Re-entry Policy, that seeks to enable teen mothers return to school after delivery, has seen girls in Kilifi County transition, from primary to secondary schools rising by 68 per cent.

Non-Governmental organizations in collaboration with the County Government has resulted into increase access to secondary education and higher learning institutions.

Akili Dada and stakeholders during the Sexual Reproductive Health & Rights Summit in a Kilifi Hotel. Photo by Treeza Auma

Kilifi County over the years has recorded low transition rates from primary to secondary schools and secondary to tertiary education as various researches reveal teen pregnancies to be a major cause.

Akili Dada in collaboration with Kilifi County’s Departments of Health, Education and Gender and Social Services completed a two-day Sexual Reproductive Health and Rights (SRHR) summit in Kilifi to close the implementation gaps of the Kenyan Government’s Re-entry policy for girls after teenage pregnancy in order to achieve a 100 per cent primary to secondary school transition in the region.

Speaking during the SRHR Summit at a Kilifi Hotel, County Reproductive Health Coordinator Kenneth Miriti told the media that the implementation of the policy has contributed to a high transition of girls from primary to secondary school considering the Kenyan’s government target of 100 per cent.

“We started off so badly at 26 per cent primary to secondary transition among girls and right now we are at 90 per cent as we race to achieve the Government’s 100 per cent transition target,” Miriti said.

He said the policy has revived shuttered dreams of the teenage mums by offering them another chance to pursue their education and enjoy their constitutional rights.

Miriti added that returning the teenage mums to school after delivery has decreased their chances of getting pregnant again hence contributing to the notable reduction of unwanted teenage pregnancies in the county.

“As the county, we are headed to the right direction and I can say the policy is a positive trajectory to addressing the issues that contribute to early pregnancies among our girls. We have grouped the young girls to educate them on the importance of going back to school and so far, there is a significant development even in the way the community is responding,” Miriti added.

Speaking during the Summit, the County Director of Gender and Social Services Mwangome Shumaa said returning teenage mums to school after delivery is a move that has offered the girls and their abusers another chance to rectify the mistakes they previously made.
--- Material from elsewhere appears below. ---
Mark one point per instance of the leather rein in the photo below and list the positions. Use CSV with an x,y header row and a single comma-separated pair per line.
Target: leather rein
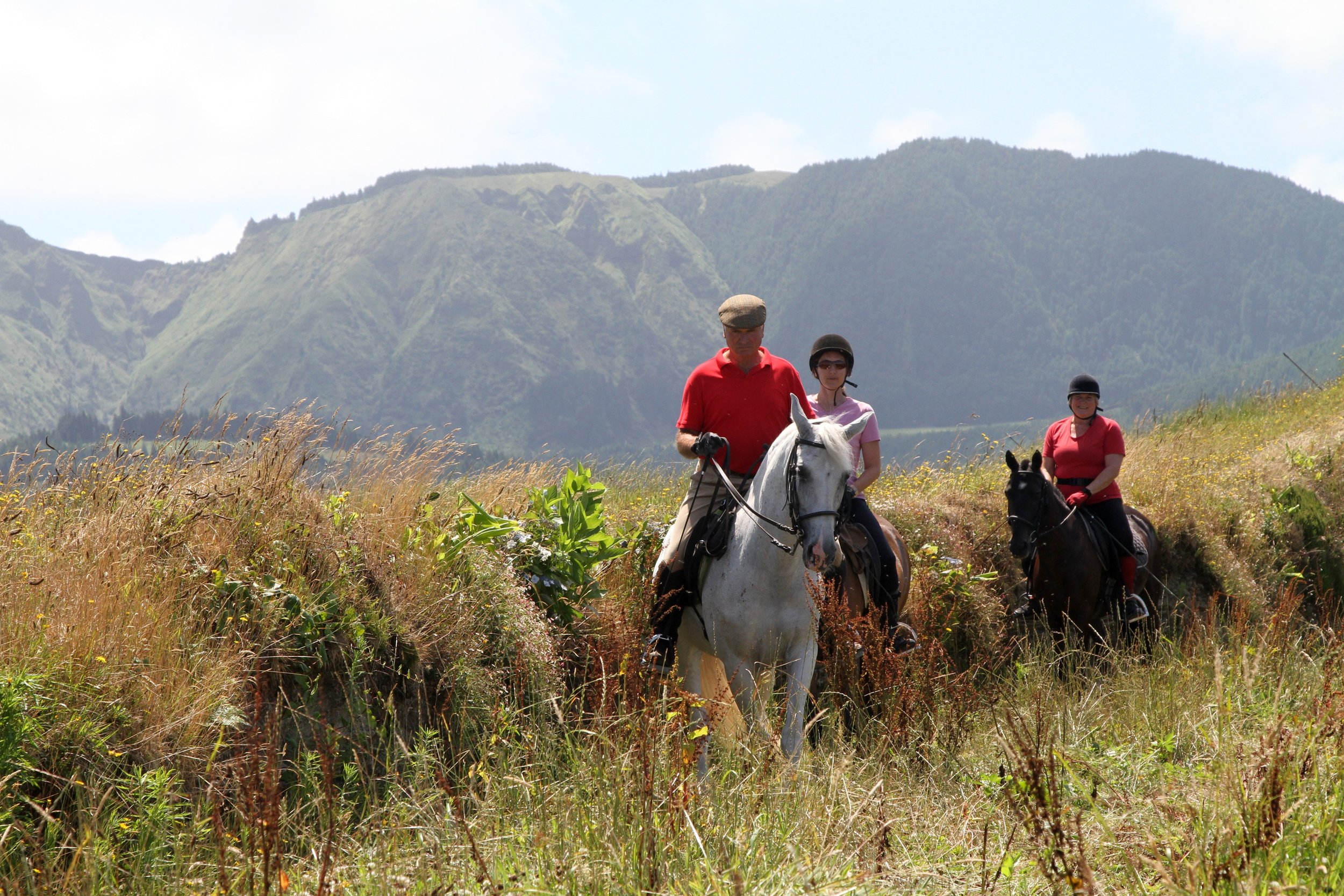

He said the county prides on the move and has since recorded immense development in transitioning from primary to secondary school and secondary to higher learning institutions.

“Currently there are a lot of developments that have emerged from this policy of returning teenage mums to schools. I know a lot of school going girls who were impregnated in primary school, some in secondary schools but right now are continuing with their education in secondary school and tertiary institutions,” Mwangome said.

He urged female scholars from the affected communities to go back to their roots in order to offer support to the affected girls not only financially but also psychologically, insisting that most of the girls only need to be directed to the right paths by their role models.

Addressing the media during the summit, Akili Dada’s Partnership and Advocacy Lead Kanga Rasi acknowledged the stakeholders that have walked with through the journey of ensuring the girls pursue their rightful education despite having left school due to early pregnancies.

Kanga said the organization’s partnership with the county ministries will place the adolescent girls, young mothers, gatekeepers, teachers, parents, community, government officials and other stakeholders at a position to share roles in achieving the 100 per cent transition as required with the Government’s Re-Entry policy target in the counties.

“We have involved the concerned stakeholders to participate in this policy by educating them so that they are able to know which roles they are supposed to play in making sure that the girls return to school after pregnancy and delivery. Without proper education, the girls can’t achieve a better living,” Kanga said.

Akili Dada is so far implementing the Re-Entry Policy in several counties namely Kilifi, Kwale, Turkana, Kajiado, Samburu and Nairobi.